With the subtle differences between FATCA and CRS, FIs would be able to avoid costly duplication if FATCA were to be repealed. For this reason, we can expect FIs and governments to lobby the U.S. government to scrap FATCA and join on to CRS instead. CRS is not incompatible with the U.S. practice of citizenship based taxation. As implemented in Australia, it is very clear that CRS will respect the U.S. claim that it has the right to tax non-resident citizens. However, in my opinion, it is highly unlikely that the U.S. will ever join CRS for several reasons:

  • As long as FATCA is in place, the U.S. has no need to join the CRS; the U.S. already gets all the data it needs and CRS provides no benefits, but many costs.
  • As we’ve seen with the attempts at limited FATCA reciprocity, it is not easy for the IRS to obtain the authority needed to collect (and share) the same data that FATCA requires foreign banks to report. While the IRS attempted to get most of the limited information promised under the FATCA reciprocal Model 1 IGAs via regulation, it is likely that these regulations will be rescinded by the current administration. Furthermore, given corporate secrecy laws in some states, actually obtaining beneficial ownership data may prove to be impossible under current U.S. law.
  • Complying with CRS will require more information from U.S. FIs than the limited FATCA reciprocity. Forcing FIs to comply will require legislation in the U.S. (much like every other country in the world was required to change privacy laws and force local banks to comply with FATCA). It is highly unlikely that any such legislation would pass under the current Republican Congress.
  • With Fourth Amendment rights against warrantless searches forming a major part of the basis for FATCA repeal, it would be hypocritical to repeal FATCA then turn around and argue that the U.S. should join CRS, which forces foreign FIs to provide almost exactly the same information.

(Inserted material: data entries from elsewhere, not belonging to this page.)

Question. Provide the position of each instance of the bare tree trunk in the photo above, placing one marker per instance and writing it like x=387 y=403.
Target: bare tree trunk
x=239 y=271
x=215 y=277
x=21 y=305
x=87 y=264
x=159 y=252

If FATCA is repealed and CRS is not adopted in the U.S., then the U.S. will have truly earned its reputation as one of the world’s biggest tax havens.

(If you’ve gotten this far… there’s a technical appendix for this post on the wiki.)

[1] There is an exception for Low Value individual accounts where the individual already has a pre-existing account with the FI, and aggregate balances of all of that individual’s accounts with the FI are under $1m.

[2] Essentially, entities that derive more than 50% of their income from investments and are NOT traded on a stock exchange are classified as passive rather than active.